With respect to attempts to relitigate the same causes of action and issues under subsection (b)(2), the Quaids contend that the only other pleading cited by the Bermans in support of their argument that the Quaids are vexatious litigants under this provision—other than the 11/23/20 complaint and 7/11/21 complaints that the Court deemed not subject to the vexatious litigant statute—is the Fourth Amended Cross-Complaint they filed in this action. They assert that this one pleading is insufficient to support a finding that the Quaids have made repeated attempts to relitigate the same causes of action and issues, since even two attempts have been found insufficient to satisfy the requirement, under Holcomb v. U.S. Bank Nat. Assn. (2005) 129 Cal.App.4th 1494. Further, they note that they now have counsel, which they assert is an important factor in addressing any alleged improper behavior, and that the Quaids are defendants in this action, and were merely trying to defend themselves and, where necessary, assert cross-claims, some of which are compulsory.

With respect to subdivision (b)(3), involving the repeated filing of unmeritorious motions, papers, and other pleadings that are frivolous, the Bermans cited only pleadings that were cited in the original motion and already considered by the court, or could have been considered. They complain that the Bermans should not be permitted to bring a vexatious litigant motion with the same supporting evidence as that considered with the original, because doing so would give the Bermans two bites of the apple.

Reply: The Bermans filed their original reply papers on July 28, 2023, and filed a corrected reply on July 31, 2023. [The Court is uncertain what corrections were made, as they are not indicated on the face of the “corrected” reply, and the two documents appear largely identical on their faces, except for formatting issues.]

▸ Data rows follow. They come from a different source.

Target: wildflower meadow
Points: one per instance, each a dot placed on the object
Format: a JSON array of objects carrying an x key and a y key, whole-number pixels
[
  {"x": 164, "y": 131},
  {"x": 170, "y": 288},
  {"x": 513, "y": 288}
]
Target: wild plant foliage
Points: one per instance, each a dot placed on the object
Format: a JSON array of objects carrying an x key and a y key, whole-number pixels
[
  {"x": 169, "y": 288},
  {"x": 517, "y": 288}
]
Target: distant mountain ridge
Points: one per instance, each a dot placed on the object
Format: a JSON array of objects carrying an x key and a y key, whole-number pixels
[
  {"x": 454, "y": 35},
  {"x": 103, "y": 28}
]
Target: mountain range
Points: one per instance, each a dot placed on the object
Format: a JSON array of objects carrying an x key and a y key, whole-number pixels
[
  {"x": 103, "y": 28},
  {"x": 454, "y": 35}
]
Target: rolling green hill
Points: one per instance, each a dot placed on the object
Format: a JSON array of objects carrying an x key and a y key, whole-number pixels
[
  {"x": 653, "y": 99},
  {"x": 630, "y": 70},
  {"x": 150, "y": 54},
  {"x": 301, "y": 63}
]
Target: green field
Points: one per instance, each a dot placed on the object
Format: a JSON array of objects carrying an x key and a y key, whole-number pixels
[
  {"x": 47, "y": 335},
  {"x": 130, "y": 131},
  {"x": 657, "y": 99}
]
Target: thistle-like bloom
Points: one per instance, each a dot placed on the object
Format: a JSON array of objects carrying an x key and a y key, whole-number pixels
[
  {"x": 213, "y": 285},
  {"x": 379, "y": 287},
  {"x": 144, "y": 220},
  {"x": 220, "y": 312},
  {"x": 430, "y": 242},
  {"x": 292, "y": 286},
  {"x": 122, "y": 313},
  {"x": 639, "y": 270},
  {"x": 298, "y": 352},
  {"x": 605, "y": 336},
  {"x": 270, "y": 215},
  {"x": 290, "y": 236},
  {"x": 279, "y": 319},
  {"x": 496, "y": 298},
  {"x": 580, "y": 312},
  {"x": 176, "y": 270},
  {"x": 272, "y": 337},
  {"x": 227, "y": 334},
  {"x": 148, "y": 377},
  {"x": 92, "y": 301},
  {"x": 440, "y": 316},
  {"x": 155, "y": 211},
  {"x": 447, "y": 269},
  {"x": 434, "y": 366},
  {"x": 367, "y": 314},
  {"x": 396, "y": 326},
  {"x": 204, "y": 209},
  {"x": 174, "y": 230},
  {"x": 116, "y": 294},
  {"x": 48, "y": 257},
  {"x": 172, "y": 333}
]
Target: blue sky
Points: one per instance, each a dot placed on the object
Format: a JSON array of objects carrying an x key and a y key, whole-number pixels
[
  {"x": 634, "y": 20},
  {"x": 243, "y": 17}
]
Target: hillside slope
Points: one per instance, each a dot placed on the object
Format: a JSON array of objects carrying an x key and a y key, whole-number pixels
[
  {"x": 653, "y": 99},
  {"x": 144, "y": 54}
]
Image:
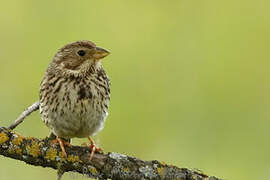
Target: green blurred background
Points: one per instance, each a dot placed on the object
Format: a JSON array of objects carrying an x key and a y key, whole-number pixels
[{"x": 189, "y": 78}]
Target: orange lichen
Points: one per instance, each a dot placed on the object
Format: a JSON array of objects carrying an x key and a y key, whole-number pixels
[
  {"x": 17, "y": 140},
  {"x": 72, "y": 158},
  {"x": 51, "y": 154},
  {"x": 34, "y": 149},
  {"x": 3, "y": 137}
]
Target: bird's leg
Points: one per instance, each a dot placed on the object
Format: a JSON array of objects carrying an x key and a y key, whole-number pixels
[
  {"x": 93, "y": 148},
  {"x": 62, "y": 144}
]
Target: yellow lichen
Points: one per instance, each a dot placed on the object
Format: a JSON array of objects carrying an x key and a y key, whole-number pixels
[
  {"x": 17, "y": 141},
  {"x": 34, "y": 149},
  {"x": 14, "y": 150},
  {"x": 93, "y": 170},
  {"x": 126, "y": 169},
  {"x": 61, "y": 155},
  {"x": 72, "y": 158},
  {"x": 161, "y": 171},
  {"x": 51, "y": 154},
  {"x": 3, "y": 137},
  {"x": 18, "y": 151}
]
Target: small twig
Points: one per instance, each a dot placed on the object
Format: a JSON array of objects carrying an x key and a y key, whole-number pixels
[
  {"x": 115, "y": 166},
  {"x": 24, "y": 114}
]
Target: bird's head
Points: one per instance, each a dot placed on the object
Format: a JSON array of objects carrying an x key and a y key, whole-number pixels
[{"x": 78, "y": 57}]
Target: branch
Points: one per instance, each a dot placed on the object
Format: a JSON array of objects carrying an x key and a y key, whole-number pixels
[
  {"x": 24, "y": 114},
  {"x": 41, "y": 152}
]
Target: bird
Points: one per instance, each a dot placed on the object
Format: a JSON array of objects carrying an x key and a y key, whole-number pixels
[{"x": 75, "y": 94}]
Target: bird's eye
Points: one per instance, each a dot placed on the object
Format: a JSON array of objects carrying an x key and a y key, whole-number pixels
[{"x": 81, "y": 52}]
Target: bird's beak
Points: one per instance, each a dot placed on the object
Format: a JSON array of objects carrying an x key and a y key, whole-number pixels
[{"x": 100, "y": 53}]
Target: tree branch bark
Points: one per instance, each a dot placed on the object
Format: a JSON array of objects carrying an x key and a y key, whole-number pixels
[{"x": 115, "y": 166}]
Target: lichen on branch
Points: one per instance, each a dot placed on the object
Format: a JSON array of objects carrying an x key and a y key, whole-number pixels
[{"x": 115, "y": 166}]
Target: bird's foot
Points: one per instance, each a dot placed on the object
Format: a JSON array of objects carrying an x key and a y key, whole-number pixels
[
  {"x": 93, "y": 148},
  {"x": 62, "y": 144}
]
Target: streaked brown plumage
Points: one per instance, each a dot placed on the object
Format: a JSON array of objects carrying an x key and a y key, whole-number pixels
[{"x": 75, "y": 92}]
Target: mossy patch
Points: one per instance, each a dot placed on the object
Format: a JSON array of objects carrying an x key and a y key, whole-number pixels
[
  {"x": 17, "y": 140},
  {"x": 3, "y": 137},
  {"x": 15, "y": 150},
  {"x": 51, "y": 154},
  {"x": 92, "y": 170},
  {"x": 34, "y": 149},
  {"x": 161, "y": 172},
  {"x": 72, "y": 158}
]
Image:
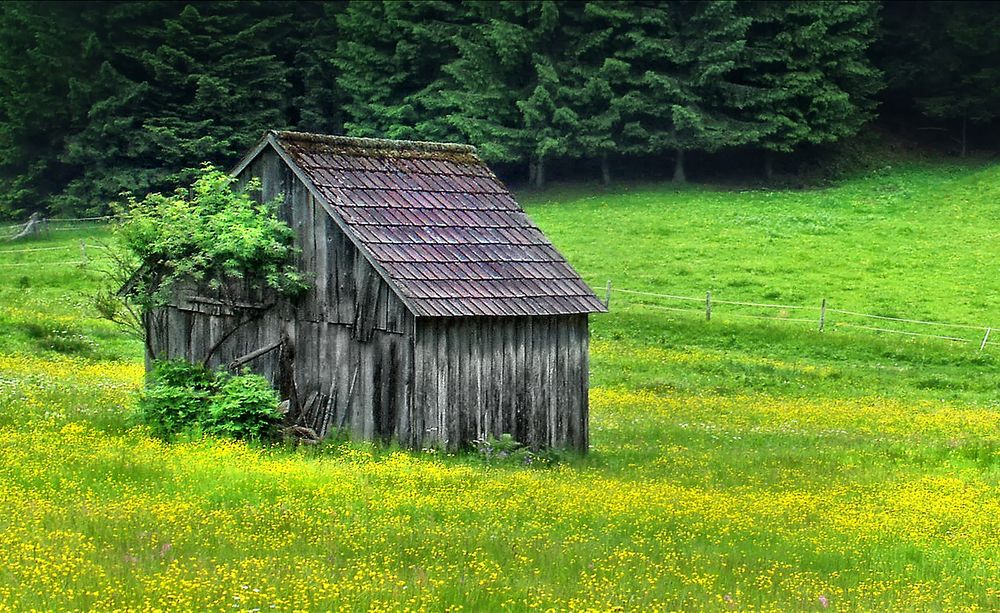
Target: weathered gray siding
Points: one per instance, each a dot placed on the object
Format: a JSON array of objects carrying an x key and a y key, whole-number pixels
[
  {"x": 353, "y": 358},
  {"x": 349, "y": 349},
  {"x": 479, "y": 376}
]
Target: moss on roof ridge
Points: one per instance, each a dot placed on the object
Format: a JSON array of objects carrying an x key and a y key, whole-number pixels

The reply contends that the Quaids have mischaracterized the prior vexatious litigant motion brought in this action, and this Court’s ruling on it, in which it exercised its discretion to deny the motion at that time. This motion is based on different laws and different evidence, including evidence not submitted by Lawyer’s Title and Fidelity in support of the earlier motion. It contends that the additional materials show that the Quaids have not simply filed and voluntarily dismissed more than five actions in propria persona within the last seven years, but have persistently burdened the Bermans with having to prepare and file demurrers and motions to strike which are not heard because the actions were dismissed, and have burdened courts with expending unnecessary resources in entering orders and judgments.

The Bermans assert that neither the Quaids’ current representation by counsel, nor their dismissal of the 5ACC, prevent a determination that they are vexatious litigants. The current representation issue was addressed in the motion. No explanation is provided as to why the 5ACC was dismissed, particularly after once again forcing the Bermans to incur the expense of filing a demurrer. Further, the dismissal cannot avoid the vexatious litigant determination, since a contrary rule would permit a litigant to escape the vexatious litigant finding by dismissing a party or action prior to a ruling, and then again refiling it. (Pittman v. Beck Apartments Ltd. (2018) 20 Cal.Ap.5th 1009, 1024-1025.)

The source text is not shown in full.